VOGONS


First post, by mpe

User metadata
Rank Oldbie
Rank
Oldbie

I've just got this cool motherboard (Elitegroup SI5PI AIO) and I am on a mission to upgrade the L2 cache to 2048k. The maximum documented suze for this board is 1M (either in single or dual-bank config), but the DIP32 sockets are there and there are reports that this might be possible so I am trying.

DSC_5292.jpg
Filename
DSC_5292.jpg
File size
1.05 MiB
Views
1886 views
File license
CC-BY-4.0

Getting 16 or 18 128K x 8 chips wasn't easy as the (fakes?) IS61C1024 from eBay have like 30-40% defect rate.

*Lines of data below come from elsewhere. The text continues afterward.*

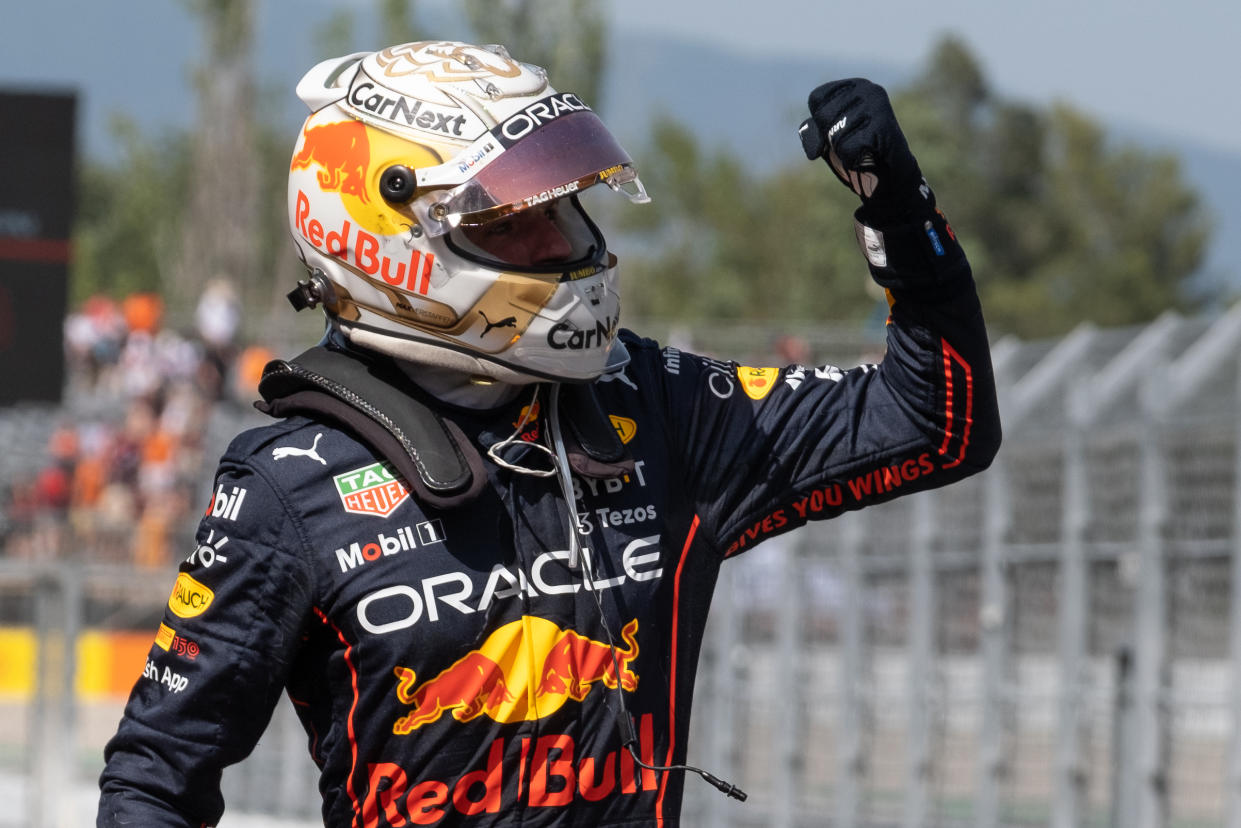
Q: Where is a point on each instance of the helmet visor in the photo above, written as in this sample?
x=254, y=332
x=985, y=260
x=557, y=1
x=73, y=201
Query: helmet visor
x=556, y=158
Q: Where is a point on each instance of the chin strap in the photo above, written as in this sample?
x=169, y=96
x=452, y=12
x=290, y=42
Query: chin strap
x=369, y=396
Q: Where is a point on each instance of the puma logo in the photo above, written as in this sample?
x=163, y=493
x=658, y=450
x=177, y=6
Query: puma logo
x=281, y=452
x=508, y=322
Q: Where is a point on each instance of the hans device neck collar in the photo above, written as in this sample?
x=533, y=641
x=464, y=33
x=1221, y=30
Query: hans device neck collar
x=370, y=397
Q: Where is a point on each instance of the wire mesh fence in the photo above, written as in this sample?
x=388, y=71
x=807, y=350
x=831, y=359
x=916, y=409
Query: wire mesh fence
x=1055, y=642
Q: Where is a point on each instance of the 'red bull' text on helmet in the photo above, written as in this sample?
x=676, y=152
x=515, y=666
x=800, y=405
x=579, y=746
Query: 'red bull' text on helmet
x=433, y=198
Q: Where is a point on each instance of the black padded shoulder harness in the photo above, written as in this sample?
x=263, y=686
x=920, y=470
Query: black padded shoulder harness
x=372, y=399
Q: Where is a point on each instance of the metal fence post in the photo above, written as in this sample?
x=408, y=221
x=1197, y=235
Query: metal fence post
x=851, y=757
x=1232, y=778
x=1149, y=620
x=1070, y=771
x=922, y=666
x=53, y=745
x=994, y=620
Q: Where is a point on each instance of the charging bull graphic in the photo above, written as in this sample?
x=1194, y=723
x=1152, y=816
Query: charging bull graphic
x=343, y=153
x=495, y=679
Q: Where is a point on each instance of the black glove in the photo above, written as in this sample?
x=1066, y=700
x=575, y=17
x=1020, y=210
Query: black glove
x=854, y=129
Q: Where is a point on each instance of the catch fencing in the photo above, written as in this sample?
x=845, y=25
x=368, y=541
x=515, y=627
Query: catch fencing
x=1055, y=642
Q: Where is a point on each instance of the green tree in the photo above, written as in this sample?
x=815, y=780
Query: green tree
x=1060, y=225
x=128, y=215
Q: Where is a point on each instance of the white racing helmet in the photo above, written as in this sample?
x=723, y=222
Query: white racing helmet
x=433, y=199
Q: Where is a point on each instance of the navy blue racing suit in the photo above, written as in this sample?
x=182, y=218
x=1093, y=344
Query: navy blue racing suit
x=448, y=666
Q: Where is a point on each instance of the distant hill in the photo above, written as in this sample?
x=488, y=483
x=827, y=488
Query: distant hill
x=753, y=104
x=747, y=103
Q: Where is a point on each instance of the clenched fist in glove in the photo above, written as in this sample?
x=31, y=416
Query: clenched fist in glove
x=854, y=129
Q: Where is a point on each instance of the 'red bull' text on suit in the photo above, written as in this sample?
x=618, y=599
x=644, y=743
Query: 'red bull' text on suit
x=448, y=664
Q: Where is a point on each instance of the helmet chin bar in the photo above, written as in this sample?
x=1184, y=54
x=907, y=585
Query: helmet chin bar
x=410, y=350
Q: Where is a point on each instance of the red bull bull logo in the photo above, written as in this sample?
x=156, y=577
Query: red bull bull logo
x=341, y=152
x=526, y=669
x=549, y=771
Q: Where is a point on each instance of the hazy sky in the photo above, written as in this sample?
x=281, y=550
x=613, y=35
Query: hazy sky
x=1173, y=67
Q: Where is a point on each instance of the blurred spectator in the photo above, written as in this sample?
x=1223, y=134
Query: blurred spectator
x=119, y=483
x=216, y=318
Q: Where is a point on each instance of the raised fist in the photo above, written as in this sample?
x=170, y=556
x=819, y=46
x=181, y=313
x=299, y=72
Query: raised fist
x=853, y=127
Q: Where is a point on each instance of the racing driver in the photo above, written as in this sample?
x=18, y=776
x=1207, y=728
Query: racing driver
x=477, y=544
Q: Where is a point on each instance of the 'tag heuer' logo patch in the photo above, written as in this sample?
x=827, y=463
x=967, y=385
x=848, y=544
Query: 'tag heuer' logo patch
x=371, y=490
x=757, y=382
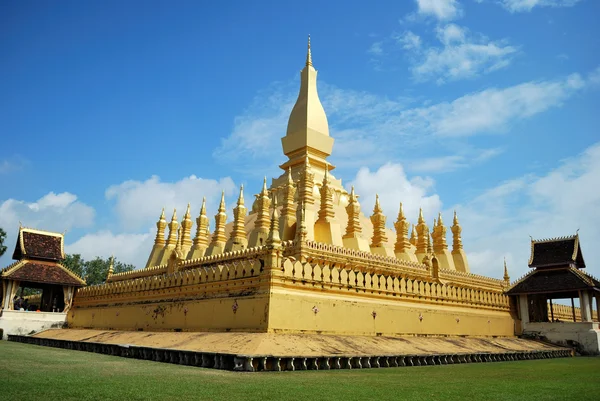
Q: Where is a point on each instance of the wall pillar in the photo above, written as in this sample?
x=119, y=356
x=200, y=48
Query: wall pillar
x=584, y=304
x=523, y=308
x=7, y=295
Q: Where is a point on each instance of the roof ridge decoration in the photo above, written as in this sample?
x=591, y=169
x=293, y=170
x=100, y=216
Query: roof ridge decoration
x=22, y=251
x=564, y=238
x=520, y=279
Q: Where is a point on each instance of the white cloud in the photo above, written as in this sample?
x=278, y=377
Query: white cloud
x=494, y=109
x=498, y=222
x=451, y=33
x=376, y=48
x=15, y=163
x=393, y=186
x=56, y=212
x=128, y=248
x=368, y=128
x=441, y=9
x=409, y=40
x=527, y=5
x=461, y=56
x=138, y=203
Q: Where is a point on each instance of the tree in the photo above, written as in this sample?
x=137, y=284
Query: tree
x=75, y=263
x=94, y=271
x=2, y=238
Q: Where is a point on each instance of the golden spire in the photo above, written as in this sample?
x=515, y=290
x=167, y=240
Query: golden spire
x=288, y=197
x=161, y=224
x=423, y=234
x=273, y=239
x=353, y=209
x=413, y=236
x=179, y=239
x=326, y=212
x=288, y=211
x=220, y=221
x=201, y=239
x=456, y=230
x=439, y=235
x=308, y=54
x=307, y=131
x=306, y=184
x=238, y=232
x=172, y=238
x=379, y=238
x=264, y=204
x=186, y=225
x=402, y=243
x=429, y=247
x=111, y=267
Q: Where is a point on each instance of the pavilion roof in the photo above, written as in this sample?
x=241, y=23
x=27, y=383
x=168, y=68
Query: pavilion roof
x=564, y=251
x=39, y=244
x=558, y=280
x=45, y=272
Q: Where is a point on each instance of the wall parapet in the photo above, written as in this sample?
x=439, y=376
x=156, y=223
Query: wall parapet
x=394, y=284
x=149, y=271
x=158, y=284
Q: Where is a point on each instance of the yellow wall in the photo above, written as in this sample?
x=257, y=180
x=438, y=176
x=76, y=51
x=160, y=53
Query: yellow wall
x=284, y=299
x=292, y=311
x=214, y=314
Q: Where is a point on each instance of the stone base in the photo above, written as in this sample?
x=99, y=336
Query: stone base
x=583, y=335
x=26, y=323
x=215, y=249
x=295, y=356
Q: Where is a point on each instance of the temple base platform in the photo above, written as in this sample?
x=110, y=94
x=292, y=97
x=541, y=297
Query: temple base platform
x=252, y=352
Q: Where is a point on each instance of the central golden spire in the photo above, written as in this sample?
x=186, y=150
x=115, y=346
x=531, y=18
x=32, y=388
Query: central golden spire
x=308, y=55
x=308, y=130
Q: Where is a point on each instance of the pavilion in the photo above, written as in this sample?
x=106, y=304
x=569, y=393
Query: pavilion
x=557, y=274
x=38, y=254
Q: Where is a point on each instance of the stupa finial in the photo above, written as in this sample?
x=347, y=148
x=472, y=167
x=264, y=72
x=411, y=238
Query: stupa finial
x=241, y=197
x=222, y=203
x=264, y=191
x=308, y=54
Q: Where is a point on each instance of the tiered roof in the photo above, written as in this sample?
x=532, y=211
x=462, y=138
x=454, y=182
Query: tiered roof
x=556, y=252
x=557, y=264
x=38, y=254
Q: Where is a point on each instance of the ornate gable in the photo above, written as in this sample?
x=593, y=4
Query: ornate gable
x=38, y=244
x=556, y=252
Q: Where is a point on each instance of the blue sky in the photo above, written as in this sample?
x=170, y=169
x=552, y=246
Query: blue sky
x=110, y=110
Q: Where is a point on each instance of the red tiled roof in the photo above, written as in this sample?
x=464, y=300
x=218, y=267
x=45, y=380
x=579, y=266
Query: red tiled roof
x=39, y=245
x=41, y=272
x=554, y=252
x=554, y=280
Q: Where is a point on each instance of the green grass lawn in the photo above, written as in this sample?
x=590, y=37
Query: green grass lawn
x=40, y=373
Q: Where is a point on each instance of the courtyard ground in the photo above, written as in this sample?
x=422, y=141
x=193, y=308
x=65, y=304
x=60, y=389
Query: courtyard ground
x=33, y=372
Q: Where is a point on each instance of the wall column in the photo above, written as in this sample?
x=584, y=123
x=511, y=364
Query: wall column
x=523, y=308
x=584, y=304
x=7, y=295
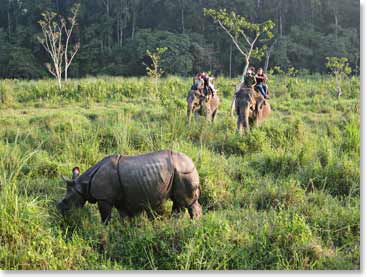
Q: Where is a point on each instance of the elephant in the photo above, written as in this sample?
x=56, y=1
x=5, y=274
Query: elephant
x=250, y=107
x=133, y=184
x=198, y=103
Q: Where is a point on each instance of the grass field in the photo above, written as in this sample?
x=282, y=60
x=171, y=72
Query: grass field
x=284, y=196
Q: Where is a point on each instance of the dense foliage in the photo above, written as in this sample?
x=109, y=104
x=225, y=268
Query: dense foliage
x=115, y=34
x=285, y=196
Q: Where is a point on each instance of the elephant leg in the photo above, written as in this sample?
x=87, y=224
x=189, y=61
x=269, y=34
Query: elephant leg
x=239, y=124
x=246, y=119
x=122, y=214
x=105, y=209
x=195, y=210
x=209, y=115
x=189, y=114
x=233, y=104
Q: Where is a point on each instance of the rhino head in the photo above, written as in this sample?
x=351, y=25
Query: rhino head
x=74, y=197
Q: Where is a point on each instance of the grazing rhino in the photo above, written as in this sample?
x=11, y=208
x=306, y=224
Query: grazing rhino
x=197, y=102
x=133, y=184
x=251, y=107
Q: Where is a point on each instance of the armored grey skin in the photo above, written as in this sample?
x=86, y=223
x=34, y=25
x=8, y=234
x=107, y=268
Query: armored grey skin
x=251, y=107
x=133, y=184
x=197, y=102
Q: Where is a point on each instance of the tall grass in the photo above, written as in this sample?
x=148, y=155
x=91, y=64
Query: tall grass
x=284, y=196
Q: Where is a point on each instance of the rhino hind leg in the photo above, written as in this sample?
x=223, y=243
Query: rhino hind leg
x=186, y=194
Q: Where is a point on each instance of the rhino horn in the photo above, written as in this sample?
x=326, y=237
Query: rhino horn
x=76, y=172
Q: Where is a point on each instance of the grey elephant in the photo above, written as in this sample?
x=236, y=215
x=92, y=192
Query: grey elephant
x=133, y=184
x=250, y=107
x=198, y=103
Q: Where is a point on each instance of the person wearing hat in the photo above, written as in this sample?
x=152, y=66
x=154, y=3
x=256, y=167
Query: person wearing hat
x=249, y=80
x=261, y=78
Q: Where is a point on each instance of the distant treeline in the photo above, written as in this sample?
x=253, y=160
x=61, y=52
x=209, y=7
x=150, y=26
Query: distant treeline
x=115, y=34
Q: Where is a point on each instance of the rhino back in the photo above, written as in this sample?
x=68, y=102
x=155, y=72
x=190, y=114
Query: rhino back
x=146, y=179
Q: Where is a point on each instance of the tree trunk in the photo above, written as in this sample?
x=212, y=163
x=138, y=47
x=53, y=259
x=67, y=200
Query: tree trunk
x=267, y=58
x=182, y=18
x=133, y=24
x=336, y=24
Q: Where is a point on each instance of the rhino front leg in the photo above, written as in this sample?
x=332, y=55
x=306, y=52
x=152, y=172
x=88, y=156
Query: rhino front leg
x=195, y=210
x=105, y=210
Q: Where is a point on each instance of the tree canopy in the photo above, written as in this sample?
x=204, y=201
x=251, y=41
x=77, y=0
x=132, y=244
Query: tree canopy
x=115, y=34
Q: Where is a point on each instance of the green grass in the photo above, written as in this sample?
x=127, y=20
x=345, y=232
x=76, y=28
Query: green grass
x=284, y=196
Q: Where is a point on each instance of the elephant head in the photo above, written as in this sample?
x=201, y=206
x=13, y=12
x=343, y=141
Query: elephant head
x=250, y=108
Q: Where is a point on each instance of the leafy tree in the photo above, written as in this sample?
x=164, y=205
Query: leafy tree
x=243, y=33
x=52, y=43
x=339, y=68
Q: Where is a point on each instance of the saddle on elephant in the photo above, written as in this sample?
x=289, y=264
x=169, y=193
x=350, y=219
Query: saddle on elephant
x=255, y=98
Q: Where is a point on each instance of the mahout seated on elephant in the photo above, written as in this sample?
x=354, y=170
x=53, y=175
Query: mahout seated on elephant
x=202, y=101
x=133, y=184
x=251, y=108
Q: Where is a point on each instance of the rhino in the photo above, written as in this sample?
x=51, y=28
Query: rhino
x=133, y=184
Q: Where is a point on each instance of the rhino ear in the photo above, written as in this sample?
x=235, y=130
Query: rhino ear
x=68, y=181
x=75, y=171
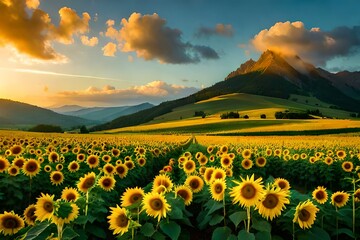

But I ordered enough spares to have 18 working chips which work fine in 1024k mode and on other boards.

Now I am trying to figure out the jumpers. There are two sets of jumpers. One of them JP13, JP14 (and unsoldered JP12) seems to be configuring the tag SRAM size. They are wired directly to D58, D61 and D62 pins of the CPU.

The second group of jumpers (JP15 and JP16) seems to be wiring together high address bits of data SRAMs. Using multimeter I made this drawing.

ecs-pinout.png
Filename
ecs-pinout.png
File size
1.33 MiB
Views
1886 views
File license
CC-BY-4.0

My best guess is that the setting for 2MB is JP15 - 2-3, 4-5 and JP16 2-3, 4-5. JP4 SHORT, JP13 SHORT and I am not quite sure about JP12. Depends if I need 16th address bit of TAG.

DSC_5293 (1).jpeg
Filename
DSC_5293 (1).jpeg
File size
252.23 KiB
Views
1886 views
File license
CC-BY-4.0

When I put all chips in, the BIOS indeed reports 2048k, but hangs during booting to DOS (or later when skipping config.sys). So something isn't quite right.I tried to open/shorten JP12, enable/disable write-through, insert/remove dirty cache SRAM. But nothing helped.

Now my questions.

1. How big (address size) tag and dirty cache chip a Pentium system with 2M cache needs? Is 2 x 32kx8 enough?
2. Any idea if my jumper setup is correct?
3. How do actually motherboards detect cache size? Looks like they must be sampling address bits of cache chips at some point during boot. Would love to understand how this works.

Blog|NexGen 586|S4

Reply 1 of 37, by Tiido

User metadata
Rank l33t
Rank
l33t

JP12 needs to be added and connected and you probably need the largest TAG that you can have there for 2MB. Without JP12 half the cache goes nowhere and you get the crashes you observe.

T-04YBSC, a new YMF71x based sound card & Official VOGONS thread about it
Newly made 4MB 60ns 30pin SIMMs ~
mida sa loed ? nagunii aru ei saa 😜

Reply 2 of 37, by Anonymous Coward

User metadata
Rank l33t
Rank
l33t

Ah, this is great. I've always wanted to see 2MB async cache in action. There are even a few VLB Socket4 boards out there that support 2MB, but I have never been fortunate enough to come across one.

"Will the highways on the internets become more few?" -Gee Dubya
V'Ger XT|Upgraded AT|Ultimate 386|Super VL/EISA 486|SMP VL/EISA Pentium

Reply 3 of 37, by mpe

User metadata
Rank Oldbie
Rank
Oldbie
Tiido wrote on 2020-02-03, 08:39:

JP12 needs to be added and connected and you probably need the largest TAG that you can have there for 2MB. Without JP12 half the cache goes nowhere and you get the crashes you observe.

Thanks. The JP12 can only have effect when having 64k or 128k chips in TAG/DIRTY sockets. Smaller chips don't have the A15 pin as they came in shorter DIP-28 packages.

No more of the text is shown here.